Near-optimal Regret Using Policy Optimization in Online MDPs with Aggregate Bandit Feedback
Tal Lancewicki, Yishay Mansour
TL;DR
This work addresses online finite-horizon MDPs with adversarial, horizon-dependent losses under aggregate (full-bandit) feedback. It introduces Policy Optimization methods based on a novel $U$-function decomposition, enabling updates with closed-form expressions using only the total trajectory loss. In the known-dynamics setting, it achieves a near-optimal regret of $R_K = \tilde{O}(H^2 \sqrt{S A K})$, and in the unknown-dynamics setting a significantly improved bound of $R_K = \tilde{O}(H^3 S \sqrt{A K})$ (with a matching high-probability guarantee). A new lower bound $\Omega(H^2 \sqrt{S A K})$ is established, and the results match or surpass prior approaches that relied on reductions to distorted linear bandits, while offering a computationally efficient, strictly policy-optimization-based algorithm. The work also lays groundwork for extending the $U$-function approach to function-approximation settings and potentially to linear MDPs.
Abstract
We study online finite-horizon Markov Decision Processes with adversarially changing loss and aggregate bandit feedback (a.k.a full-bandit).
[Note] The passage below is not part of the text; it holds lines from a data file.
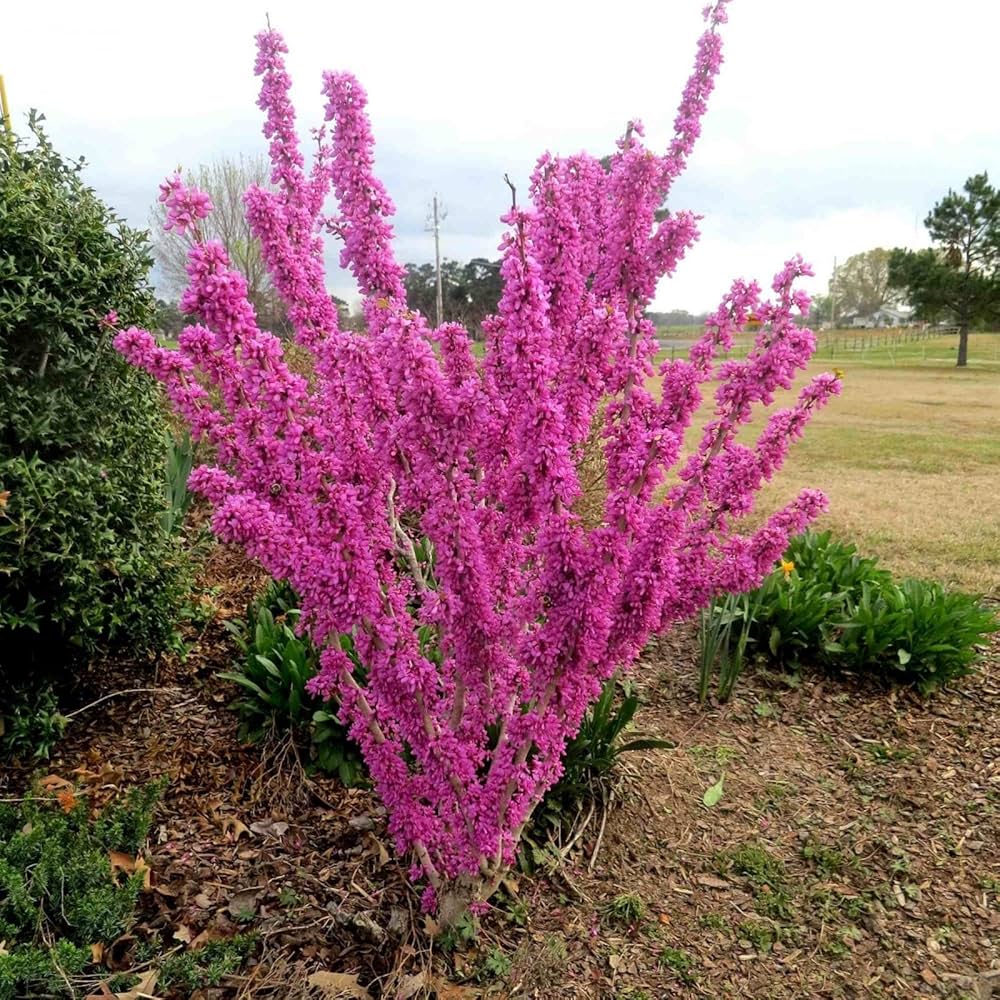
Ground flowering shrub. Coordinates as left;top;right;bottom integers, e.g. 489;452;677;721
116;0;839;919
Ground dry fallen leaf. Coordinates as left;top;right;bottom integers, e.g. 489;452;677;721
250;819;288;840
108;851;135;876
434;979;476;1000
222;816;250;840
695;875;732;889
191;927;226;951
309;972;373;1000
86;969;160;1000
394;972;427;1000
39;774;73;792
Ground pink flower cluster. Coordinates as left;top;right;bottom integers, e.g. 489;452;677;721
159;174;212;233
116;0;840;905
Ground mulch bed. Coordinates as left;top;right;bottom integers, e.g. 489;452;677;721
0;546;1000;1000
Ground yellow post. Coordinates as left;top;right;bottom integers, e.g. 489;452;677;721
0;73;10;132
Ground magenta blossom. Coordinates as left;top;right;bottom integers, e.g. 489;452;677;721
116;0;840;914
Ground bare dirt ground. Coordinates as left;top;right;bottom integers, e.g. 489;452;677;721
0;547;1000;1000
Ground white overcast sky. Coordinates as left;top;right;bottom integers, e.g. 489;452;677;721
0;0;1000;311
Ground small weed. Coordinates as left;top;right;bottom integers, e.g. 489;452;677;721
864;743;917;764
716;844;785;889
809;888;868;924
698;913;730;934
753;884;792;920
736;920;779;954
0;684;69;760
823;927;861;958
889;847;910;875
438;913;477;952
604;895;646;927
802;843;846;878
157;934;257;996
659;948;695;986
688;743;740;767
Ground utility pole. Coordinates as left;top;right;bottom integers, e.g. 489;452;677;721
830;257;837;330
427;195;448;326
0;73;11;135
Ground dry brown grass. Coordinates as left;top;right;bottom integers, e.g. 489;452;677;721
656;344;1000;596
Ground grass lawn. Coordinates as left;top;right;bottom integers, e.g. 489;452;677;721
652;331;1000;597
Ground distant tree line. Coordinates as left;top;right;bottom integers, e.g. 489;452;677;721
403;257;503;336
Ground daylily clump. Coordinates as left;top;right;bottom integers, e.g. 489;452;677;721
116;0;840;907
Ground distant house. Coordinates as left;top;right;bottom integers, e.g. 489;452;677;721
845;306;916;330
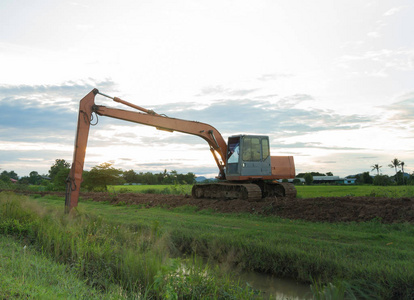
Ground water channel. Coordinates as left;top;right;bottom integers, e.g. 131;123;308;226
238;272;312;300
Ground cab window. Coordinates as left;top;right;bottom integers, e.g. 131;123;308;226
243;137;262;161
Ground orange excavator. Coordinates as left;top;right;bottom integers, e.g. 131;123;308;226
65;89;296;212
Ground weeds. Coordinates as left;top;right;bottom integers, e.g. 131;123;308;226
0;193;262;299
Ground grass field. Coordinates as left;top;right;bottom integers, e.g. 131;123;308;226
0;186;414;299
0;234;124;299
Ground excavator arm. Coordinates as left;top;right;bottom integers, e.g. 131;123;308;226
65;89;227;212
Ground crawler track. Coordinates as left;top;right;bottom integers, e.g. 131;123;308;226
191;183;262;201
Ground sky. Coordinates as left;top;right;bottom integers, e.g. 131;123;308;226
0;0;414;177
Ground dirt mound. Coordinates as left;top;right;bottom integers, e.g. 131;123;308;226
4;190;414;223
81;193;414;223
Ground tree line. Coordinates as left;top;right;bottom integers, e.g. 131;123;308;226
293;158;414;186
0;159;196;191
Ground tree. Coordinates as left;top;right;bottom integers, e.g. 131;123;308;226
373;175;392;186
122;169;138;183
83;163;123;191
0;170;19;182
49;159;70;181
303;173;313;185
388;158;401;175
52;168;70;191
29;171;42;185
361;172;373;184
371;164;382;175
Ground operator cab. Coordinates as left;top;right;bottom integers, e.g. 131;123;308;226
226;135;272;180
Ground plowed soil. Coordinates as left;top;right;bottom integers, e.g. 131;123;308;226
12;192;414;223
81;193;414;223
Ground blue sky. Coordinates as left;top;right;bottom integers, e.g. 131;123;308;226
0;0;414;176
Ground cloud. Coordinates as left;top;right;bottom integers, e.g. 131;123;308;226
257;73;293;81
196;85;257;97
152;94;372;136
384;6;404;17
336;48;414;77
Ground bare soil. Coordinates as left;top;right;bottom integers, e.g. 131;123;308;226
12;192;414;223
81;193;414;223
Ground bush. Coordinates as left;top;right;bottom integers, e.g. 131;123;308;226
373;175;392;186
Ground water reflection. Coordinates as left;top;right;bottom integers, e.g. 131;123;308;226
239;272;312;300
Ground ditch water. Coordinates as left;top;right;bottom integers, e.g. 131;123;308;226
239;272;312;300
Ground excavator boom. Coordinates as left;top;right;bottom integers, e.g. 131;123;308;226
65;89;227;212
65;89;296;212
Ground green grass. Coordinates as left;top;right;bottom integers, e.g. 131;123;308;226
29;193;414;299
0;186;414;299
108;184;193;195
0;193;255;299
296;185;414;198
0;234;121;299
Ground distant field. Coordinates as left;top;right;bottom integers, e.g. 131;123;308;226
108;185;414;198
108;184;193;195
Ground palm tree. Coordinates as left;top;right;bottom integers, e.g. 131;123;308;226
371;164;382;175
400;161;405;174
388;158;401;175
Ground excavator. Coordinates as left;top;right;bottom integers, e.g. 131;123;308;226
65;88;296;213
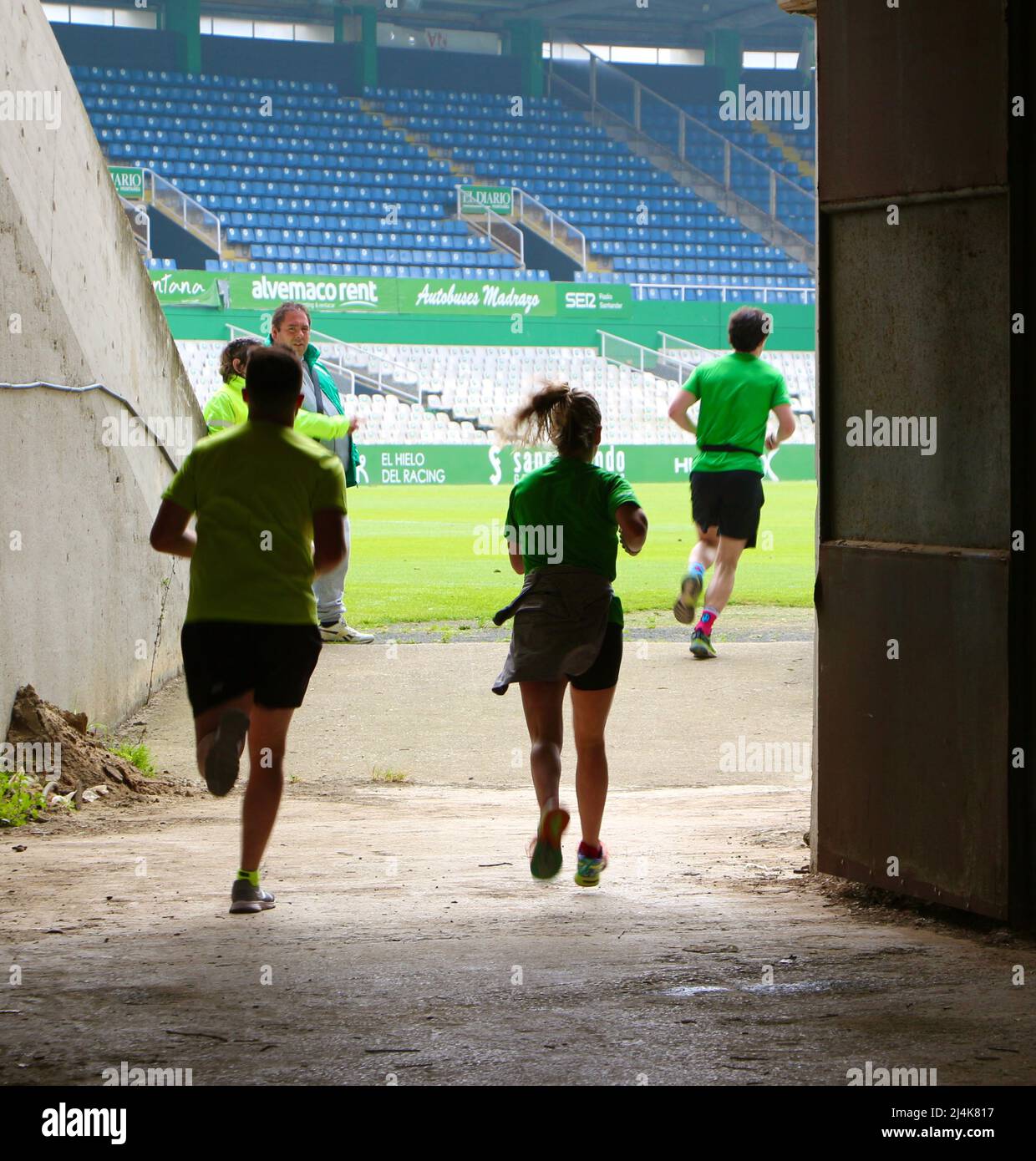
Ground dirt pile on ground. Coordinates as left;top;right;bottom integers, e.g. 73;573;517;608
5;685;179;807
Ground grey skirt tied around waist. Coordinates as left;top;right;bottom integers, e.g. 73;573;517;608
492;565;613;694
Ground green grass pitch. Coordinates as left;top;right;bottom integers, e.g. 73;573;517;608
345;482;816;626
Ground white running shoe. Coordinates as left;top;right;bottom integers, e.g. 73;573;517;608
321;617;374;646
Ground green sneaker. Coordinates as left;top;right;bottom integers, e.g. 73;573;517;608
691;629;715;661
673;572;702;625
529;807;569;879
576;843;607;887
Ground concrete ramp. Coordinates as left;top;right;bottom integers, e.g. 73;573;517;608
0;0;205;733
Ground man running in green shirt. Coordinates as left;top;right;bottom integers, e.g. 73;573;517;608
151;347;346;914
669;307;795;661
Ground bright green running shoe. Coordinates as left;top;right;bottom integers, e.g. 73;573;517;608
691;629;715;661
673;572;702;625
576;843;607;887
529;807;569;879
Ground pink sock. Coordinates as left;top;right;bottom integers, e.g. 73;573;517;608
694;605;719;637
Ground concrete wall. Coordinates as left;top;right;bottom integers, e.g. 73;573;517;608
813;0;1033;918
0;0;203;732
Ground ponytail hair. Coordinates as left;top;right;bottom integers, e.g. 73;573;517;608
220;337;262;383
497;383;601;456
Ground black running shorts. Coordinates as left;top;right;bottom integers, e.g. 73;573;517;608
691;471;765;548
180;621;321;717
568;621;622;690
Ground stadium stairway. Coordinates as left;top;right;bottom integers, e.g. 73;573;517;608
749;121;816;185
365;89;814;295
553;75;816;275
360;98;612;274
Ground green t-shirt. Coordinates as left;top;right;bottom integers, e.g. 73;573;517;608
507;455;637;625
683;351;791;475
163;420;346;625
205;375;248;432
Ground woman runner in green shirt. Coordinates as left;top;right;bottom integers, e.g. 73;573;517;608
494;383;647;887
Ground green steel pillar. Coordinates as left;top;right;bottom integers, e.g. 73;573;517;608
165;0;201;74
357;8;378;89
505;20;544;96
705;28;742;89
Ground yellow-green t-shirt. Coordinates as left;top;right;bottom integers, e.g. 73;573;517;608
163;419;346;625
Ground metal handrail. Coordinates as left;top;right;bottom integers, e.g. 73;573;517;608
117;194;151;258
511;185;587;271
597;328;658;374
629;282;816;304
309;330;429;405
456;185;525;271
143;167;223;256
547;44;816;245
561;44;816;210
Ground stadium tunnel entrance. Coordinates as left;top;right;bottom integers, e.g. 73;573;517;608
813;0;1036;923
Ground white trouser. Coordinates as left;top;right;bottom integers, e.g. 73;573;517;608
312;517;351;625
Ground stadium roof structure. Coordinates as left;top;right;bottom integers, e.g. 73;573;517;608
188;0;803;50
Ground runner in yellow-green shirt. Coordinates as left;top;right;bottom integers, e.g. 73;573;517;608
203;337;262;435
151;347;346;914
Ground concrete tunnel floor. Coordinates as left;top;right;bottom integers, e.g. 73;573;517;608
0;640;1036;1086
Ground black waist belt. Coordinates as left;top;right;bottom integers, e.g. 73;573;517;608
698;444;763;456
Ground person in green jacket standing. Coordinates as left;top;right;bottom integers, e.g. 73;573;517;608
268;302;374;644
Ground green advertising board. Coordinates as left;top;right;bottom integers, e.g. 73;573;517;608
460;185;515;217
108;165;144;200
358;444;815;488
396;279;557;318
223;274;399;315
148;271;222;307
155;271;633;321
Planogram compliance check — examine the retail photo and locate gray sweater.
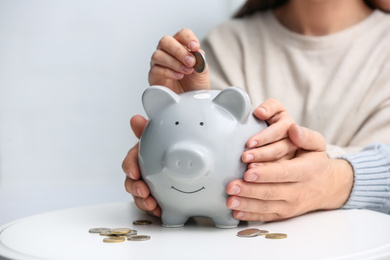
[201,10,390,212]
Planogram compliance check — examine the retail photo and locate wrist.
[329,156,354,209]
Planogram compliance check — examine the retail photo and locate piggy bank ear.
[213,87,252,123]
[142,86,180,118]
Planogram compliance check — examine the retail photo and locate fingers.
[241,138,297,163]
[149,29,200,85]
[226,180,290,201]
[130,115,149,139]
[226,196,287,221]
[122,143,141,180]
[289,123,326,151]
[247,98,294,148]
[125,177,161,217]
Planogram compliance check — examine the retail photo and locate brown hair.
[233,0,288,18]
[233,0,378,18]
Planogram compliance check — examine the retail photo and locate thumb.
[130,115,149,139]
[288,123,326,151]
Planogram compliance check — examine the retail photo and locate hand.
[241,98,297,164]
[149,29,210,94]
[226,124,353,221]
[122,116,161,217]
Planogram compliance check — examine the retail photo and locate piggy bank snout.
[164,145,209,179]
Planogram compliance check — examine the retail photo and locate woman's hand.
[149,29,210,94]
[122,116,161,217]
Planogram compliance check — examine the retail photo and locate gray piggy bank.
[139,86,267,228]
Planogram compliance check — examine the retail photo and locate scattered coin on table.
[127,235,150,241]
[192,51,206,73]
[237,228,260,237]
[133,219,152,225]
[89,226,151,243]
[103,237,125,243]
[109,228,131,235]
[89,228,111,234]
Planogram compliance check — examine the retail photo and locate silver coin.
[89,228,111,234]
[237,228,260,237]
[193,51,206,73]
[123,229,137,237]
[133,219,152,225]
[127,235,150,241]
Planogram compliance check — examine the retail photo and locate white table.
[0,202,390,260]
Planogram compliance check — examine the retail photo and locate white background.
[0,0,243,225]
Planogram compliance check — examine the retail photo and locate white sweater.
[202,10,390,213]
[202,10,390,155]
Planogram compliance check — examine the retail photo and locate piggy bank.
[139,86,267,228]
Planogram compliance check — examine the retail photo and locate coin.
[192,51,206,73]
[103,237,125,243]
[89,228,110,234]
[100,231,115,237]
[265,233,287,239]
[133,219,152,225]
[127,235,150,241]
[109,228,131,235]
[237,228,260,237]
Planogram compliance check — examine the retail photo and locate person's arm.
[340,143,390,213]
[226,124,353,221]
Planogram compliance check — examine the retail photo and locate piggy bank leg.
[211,210,240,228]
[161,211,188,228]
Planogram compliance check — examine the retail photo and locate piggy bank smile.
[171,186,205,194]
[139,86,267,228]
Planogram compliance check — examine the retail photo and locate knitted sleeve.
[339,143,390,213]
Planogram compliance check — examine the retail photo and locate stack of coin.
[237,228,287,239]
[237,228,268,237]
[89,225,150,243]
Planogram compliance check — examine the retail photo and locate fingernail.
[184,55,195,67]
[249,140,257,148]
[248,163,260,170]
[230,199,240,209]
[230,185,241,195]
[190,41,198,51]
[245,173,257,181]
[245,153,255,162]
[173,72,184,79]
[236,211,245,218]
[136,187,142,197]
[297,125,303,138]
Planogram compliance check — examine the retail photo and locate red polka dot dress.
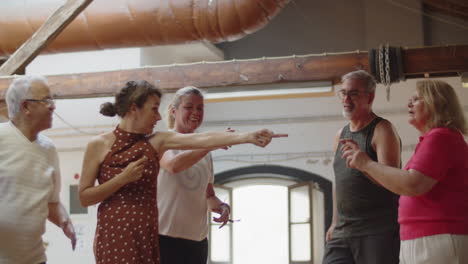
[94,127,159,264]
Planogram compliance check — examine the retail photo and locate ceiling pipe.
[0,0,290,57]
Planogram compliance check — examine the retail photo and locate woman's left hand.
[340,139,371,170]
[213,203,231,228]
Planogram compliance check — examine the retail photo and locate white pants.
[400,234,468,264]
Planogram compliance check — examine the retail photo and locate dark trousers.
[159,235,208,264]
[322,231,400,264]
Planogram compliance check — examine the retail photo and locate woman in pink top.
[342,80,468,264]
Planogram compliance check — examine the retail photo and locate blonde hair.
[416,80,468,135]
[166,86,203,129]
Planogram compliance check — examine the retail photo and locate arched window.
[209,165,333,264]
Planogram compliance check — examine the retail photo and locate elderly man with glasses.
[323,70,401,264]
[0,76,76,264]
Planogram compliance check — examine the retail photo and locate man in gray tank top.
[323,70,401,264]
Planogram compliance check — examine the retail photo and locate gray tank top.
[333,117,399,237]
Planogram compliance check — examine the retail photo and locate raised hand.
[62,220,76,250]
[340,139,371,170]
[119,156,148,184]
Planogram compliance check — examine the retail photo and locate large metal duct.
[0,0,290,56]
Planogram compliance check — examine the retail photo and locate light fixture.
[461,72,468,88]
[205,81,334,103]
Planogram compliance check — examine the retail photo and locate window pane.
[312,189,325,263]
[233,185,289,264]
[211,225,231,262]
[291,224,311,261]
[291,185,310,223]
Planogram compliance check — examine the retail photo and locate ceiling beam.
[0,101,8,122]
[0,0,93,76]
[423,0,468,21]
[0,45,468,100]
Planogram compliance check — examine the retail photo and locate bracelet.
[219,203,231,213]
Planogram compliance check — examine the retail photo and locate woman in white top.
[157,86,230,264]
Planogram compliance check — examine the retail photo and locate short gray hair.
[5,75,48,119]
[341,70,377,93]
[166,86,204,129]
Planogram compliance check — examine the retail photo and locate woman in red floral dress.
[79,81,286,264]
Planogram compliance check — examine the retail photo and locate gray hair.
[5,75,48,119]
[341,70,377,93]
[166,86,204,129]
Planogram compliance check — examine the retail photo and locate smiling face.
[408,92,429,133]
[23,82,55,131]
[132,95,161,134]
[171,93,204,133]
[339,79,374,119]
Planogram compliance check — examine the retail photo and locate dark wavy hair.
[99,80,162,117]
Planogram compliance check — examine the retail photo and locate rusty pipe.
[0,0,290,56]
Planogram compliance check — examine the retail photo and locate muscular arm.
[325,129,343,242]
[342,121,437,196]
[365,120,436,196]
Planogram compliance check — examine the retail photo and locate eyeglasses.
[336,89,370,100]
[24,98,55,106]
[408,96,422,105]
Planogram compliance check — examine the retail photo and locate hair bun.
[99,102,117,116]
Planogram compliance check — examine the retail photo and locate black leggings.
[159,235,208,264]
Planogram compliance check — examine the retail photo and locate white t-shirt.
[0,122,60,264]
[158,150,214,241]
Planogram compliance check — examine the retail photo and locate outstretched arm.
[159,149,210,174]
[150,129,287,156]
[47,202,76,250]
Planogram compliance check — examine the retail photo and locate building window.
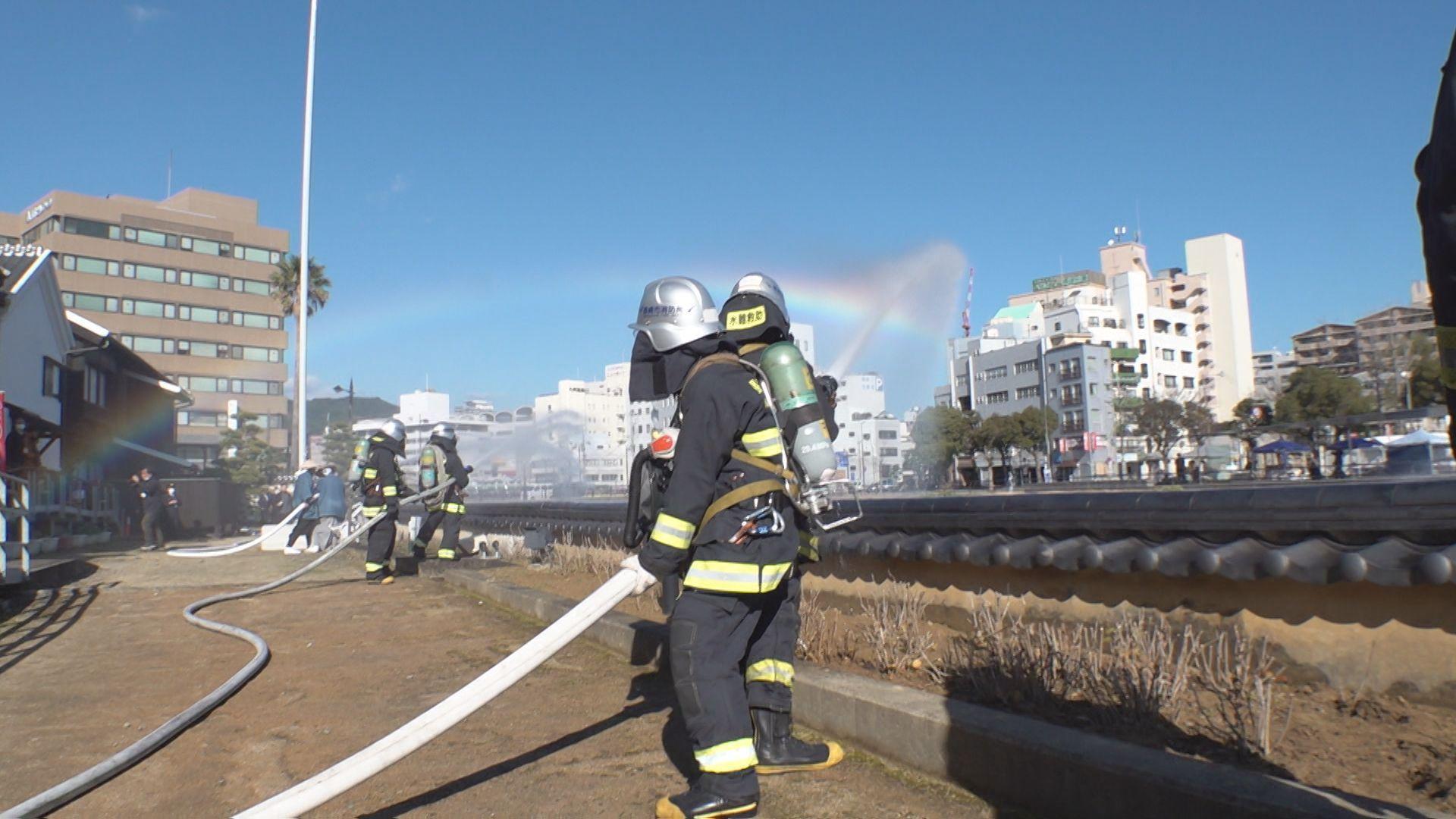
[233,245,280,264]
[82,367,106,406]
[41,359,61,398]
[64,215,121,239]
[61,255,121,275]
[233,278,272,296]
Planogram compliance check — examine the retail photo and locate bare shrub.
[1192,628,1284,758]
[548,544,622,580]
[798,590,855,663]
[858,580,935,673]
[932,599,1203,724]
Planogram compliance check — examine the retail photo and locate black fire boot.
[748,708,845,774]
[657,784,758,819]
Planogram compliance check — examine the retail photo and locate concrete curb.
[421,561,1450,819]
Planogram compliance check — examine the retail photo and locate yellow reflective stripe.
[741,427,783,457]
[682,560,793,595]
[1436,325,1456,389]
[652,512,698,549]
[744,661,793,688]
[693,737,758,774]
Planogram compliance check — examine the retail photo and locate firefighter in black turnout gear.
[359,419,406,585]
[1415,28,1456,446]
[623,277,798,819]
[722,272,845,774]
[412,424,470,561]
Under this type of feedback, the agent observes only the total loss incurred over the entire trajectory, rather than the individual losses at each intermediate step within the trajectory. We introduce the first Policy Optimization algorithms for this setting. In the known-dynamics case, we achieve the first \textit{optimal} regret bound of $\tilde Θ(H^2\sqrt{SAK})$, where $K$ is the number of episodes, $H$ is the episode horizon, $S$ is the number of states, and $A$ is the number of actions. In the unknown dynamics case we establish regret bound of $\tilde O(H^3 S \sqrt{AK})$, significantly improving the best known result by a factor of $H^2 S^5 A^2$.